I fully agree with your own statement: The government (Bush, congress) didn't make torture legal, because they couldn't. Nobody can. Torture is illegal and stays illegal. This is even though there were written laws and interpretations allowing torture, or denying that e.g. waterboarding is torture.
It is unusual to claim that a body of law and law interpretation which has been produced in a process conformant with the constitutional rules — the positive law — does not constitute applicable law. Such claims are only made when the results of the legal process deviate far from commonly accepted "self-evident" principles — usually human rights —, even though their conception was formally compliant and the resulting law forms a formally consistent body. The key is "self-evident". A sensible individual could simply tell that the written law was not abiding by commonly required standards.
The GDR soldiers killing fugitives climbing the Berlin wall were sentenced with such an argument because they did nothing forbidden according to GDR law.
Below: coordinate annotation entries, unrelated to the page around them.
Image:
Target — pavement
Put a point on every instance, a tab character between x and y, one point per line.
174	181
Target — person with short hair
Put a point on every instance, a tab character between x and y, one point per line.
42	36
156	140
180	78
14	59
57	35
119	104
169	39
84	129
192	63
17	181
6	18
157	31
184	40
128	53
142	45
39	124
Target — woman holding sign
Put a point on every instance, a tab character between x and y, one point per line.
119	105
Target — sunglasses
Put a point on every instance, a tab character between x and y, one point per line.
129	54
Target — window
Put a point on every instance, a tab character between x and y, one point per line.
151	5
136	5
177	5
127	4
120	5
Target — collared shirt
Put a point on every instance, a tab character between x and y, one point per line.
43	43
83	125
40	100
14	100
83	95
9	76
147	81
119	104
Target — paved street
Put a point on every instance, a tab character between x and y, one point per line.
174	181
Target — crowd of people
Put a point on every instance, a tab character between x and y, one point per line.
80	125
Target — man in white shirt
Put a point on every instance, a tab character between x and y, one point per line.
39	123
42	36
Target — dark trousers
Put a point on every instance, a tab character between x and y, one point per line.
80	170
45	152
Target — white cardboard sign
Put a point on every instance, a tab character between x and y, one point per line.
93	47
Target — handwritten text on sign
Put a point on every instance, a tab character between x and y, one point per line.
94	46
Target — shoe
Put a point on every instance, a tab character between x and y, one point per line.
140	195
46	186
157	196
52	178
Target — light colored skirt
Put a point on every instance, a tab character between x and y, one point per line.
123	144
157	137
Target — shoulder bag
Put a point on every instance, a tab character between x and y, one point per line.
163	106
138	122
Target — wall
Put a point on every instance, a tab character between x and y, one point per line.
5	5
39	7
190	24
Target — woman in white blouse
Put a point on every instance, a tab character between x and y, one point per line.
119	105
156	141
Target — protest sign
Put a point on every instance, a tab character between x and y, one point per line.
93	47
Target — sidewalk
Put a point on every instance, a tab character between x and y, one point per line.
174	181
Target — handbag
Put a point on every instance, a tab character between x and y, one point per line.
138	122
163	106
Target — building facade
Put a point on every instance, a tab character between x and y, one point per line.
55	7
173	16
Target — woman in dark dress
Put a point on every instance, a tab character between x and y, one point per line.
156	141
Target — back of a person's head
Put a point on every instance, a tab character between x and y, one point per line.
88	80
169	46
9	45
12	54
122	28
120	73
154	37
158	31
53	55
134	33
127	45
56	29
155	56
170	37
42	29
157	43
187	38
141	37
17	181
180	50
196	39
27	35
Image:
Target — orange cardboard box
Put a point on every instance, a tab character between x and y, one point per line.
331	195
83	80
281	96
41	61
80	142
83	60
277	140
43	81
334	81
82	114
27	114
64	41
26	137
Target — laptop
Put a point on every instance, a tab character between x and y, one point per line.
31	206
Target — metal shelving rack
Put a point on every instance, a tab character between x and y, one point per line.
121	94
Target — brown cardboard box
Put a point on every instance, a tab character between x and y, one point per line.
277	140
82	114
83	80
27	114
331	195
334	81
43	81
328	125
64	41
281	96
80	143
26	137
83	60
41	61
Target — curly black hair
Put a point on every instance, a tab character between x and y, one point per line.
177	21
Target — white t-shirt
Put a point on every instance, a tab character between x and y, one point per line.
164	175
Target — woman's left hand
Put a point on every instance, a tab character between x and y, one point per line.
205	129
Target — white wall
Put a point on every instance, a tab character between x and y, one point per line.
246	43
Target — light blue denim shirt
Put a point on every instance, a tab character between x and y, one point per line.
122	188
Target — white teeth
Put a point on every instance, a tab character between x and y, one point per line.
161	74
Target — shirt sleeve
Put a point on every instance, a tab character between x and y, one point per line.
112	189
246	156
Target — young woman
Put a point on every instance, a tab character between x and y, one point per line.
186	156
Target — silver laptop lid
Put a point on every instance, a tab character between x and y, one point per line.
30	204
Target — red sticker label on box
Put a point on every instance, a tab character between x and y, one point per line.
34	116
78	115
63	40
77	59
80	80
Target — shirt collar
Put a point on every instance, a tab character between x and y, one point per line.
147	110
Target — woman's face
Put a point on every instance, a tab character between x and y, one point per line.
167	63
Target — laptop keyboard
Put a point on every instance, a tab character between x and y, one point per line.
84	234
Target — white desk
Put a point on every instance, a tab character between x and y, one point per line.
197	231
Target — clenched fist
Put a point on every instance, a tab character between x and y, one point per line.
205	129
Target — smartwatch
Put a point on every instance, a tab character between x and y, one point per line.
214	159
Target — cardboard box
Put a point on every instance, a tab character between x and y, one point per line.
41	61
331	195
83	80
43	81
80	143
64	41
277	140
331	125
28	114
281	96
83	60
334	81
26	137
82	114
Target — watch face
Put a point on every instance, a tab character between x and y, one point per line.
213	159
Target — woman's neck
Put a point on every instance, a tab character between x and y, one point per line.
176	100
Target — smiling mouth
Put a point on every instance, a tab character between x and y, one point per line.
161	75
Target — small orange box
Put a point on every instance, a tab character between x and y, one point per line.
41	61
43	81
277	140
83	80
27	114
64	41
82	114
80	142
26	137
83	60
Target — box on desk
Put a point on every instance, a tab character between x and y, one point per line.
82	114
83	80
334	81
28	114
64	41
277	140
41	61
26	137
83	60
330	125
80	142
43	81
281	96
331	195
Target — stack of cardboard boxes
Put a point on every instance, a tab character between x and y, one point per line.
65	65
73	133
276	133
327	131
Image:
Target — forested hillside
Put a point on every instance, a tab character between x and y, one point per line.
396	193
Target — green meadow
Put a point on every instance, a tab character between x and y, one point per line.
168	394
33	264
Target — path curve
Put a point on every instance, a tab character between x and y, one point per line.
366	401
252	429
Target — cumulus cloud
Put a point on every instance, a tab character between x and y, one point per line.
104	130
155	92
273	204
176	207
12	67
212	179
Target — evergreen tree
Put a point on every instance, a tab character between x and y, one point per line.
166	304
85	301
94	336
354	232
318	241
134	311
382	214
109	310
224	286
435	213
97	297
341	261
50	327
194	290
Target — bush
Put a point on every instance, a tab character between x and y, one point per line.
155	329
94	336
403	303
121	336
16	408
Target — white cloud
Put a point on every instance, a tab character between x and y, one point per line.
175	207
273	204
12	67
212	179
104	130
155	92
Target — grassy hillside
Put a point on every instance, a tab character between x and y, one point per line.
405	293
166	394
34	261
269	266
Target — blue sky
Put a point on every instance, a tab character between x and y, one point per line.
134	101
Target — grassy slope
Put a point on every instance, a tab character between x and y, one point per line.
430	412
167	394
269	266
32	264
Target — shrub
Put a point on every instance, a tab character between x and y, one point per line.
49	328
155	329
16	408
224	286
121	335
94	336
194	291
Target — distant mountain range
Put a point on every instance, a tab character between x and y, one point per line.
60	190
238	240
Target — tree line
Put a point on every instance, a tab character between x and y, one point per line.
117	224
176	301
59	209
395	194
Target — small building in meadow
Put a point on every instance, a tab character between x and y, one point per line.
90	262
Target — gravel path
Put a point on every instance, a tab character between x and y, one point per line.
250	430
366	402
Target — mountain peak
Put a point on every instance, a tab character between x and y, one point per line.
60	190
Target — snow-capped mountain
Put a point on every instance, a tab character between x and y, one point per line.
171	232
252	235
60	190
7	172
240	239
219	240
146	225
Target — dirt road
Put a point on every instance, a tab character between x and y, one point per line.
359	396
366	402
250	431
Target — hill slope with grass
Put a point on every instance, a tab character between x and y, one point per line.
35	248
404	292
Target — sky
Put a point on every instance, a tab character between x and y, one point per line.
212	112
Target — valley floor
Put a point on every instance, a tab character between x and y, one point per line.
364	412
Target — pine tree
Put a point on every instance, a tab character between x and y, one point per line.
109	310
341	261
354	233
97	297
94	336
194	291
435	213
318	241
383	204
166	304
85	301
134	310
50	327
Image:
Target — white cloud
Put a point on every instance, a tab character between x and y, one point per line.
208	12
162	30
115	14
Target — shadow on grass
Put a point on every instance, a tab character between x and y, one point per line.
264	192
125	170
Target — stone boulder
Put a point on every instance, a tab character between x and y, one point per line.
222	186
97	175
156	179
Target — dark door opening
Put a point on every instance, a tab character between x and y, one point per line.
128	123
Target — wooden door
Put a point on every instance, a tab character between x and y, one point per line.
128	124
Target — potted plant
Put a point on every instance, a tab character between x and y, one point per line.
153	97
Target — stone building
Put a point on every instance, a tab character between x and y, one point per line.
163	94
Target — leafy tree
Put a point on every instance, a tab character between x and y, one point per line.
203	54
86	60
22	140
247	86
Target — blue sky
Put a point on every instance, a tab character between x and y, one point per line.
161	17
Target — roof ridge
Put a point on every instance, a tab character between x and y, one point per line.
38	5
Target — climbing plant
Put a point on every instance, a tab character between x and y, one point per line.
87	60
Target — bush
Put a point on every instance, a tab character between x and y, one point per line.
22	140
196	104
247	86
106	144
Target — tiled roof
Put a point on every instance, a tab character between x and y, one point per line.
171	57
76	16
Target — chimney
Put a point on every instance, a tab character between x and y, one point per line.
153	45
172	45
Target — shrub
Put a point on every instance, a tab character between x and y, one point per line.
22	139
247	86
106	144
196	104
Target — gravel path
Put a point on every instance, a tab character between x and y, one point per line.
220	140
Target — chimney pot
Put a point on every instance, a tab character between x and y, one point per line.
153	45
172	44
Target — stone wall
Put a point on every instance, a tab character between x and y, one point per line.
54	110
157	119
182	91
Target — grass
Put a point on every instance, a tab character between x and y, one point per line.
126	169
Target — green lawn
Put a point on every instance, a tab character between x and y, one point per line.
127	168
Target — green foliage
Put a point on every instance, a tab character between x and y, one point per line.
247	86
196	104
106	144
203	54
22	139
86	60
In its decision, the highest German court applied formerly established principles:
"Der Widerspruch des positiven Gesetzes zur Gerechtigkeit muß so unerträglich sein, daß das Gesetz als unrichtiges Recht der Gerechtigkeit zu weichen hat" ("the discrepance between the positive law and actual justice must be so unbearable that the statute as incorrect law has to yield to justice").
Another famous example is the prosecution of crimes committed by the National Socialist government.
Of course "actual justice" is in the eye of the beholder: It is no coincidence that both trials happened after a nation and its legal system ceased to exist. Positive law, even one as rotten as the Nazis's, is usually a formalization of the perceived "actual justice" of a government and its people; its actual injustice is a difference to a different frame of reference. One needs to assume an outside view to perceive that injustice.
This realization is the key to answer your question how the government got away with torture: The U.S. still exists. The uninterrupted line of succession from the government that declared torture legal makes it unlikely that "the positive law yield to justice". No American government will conduct the equivalent of the Nuremberg trials or even the "Berlin Wall guards" trials against former presidents or John Yoo, at least not before the revolution.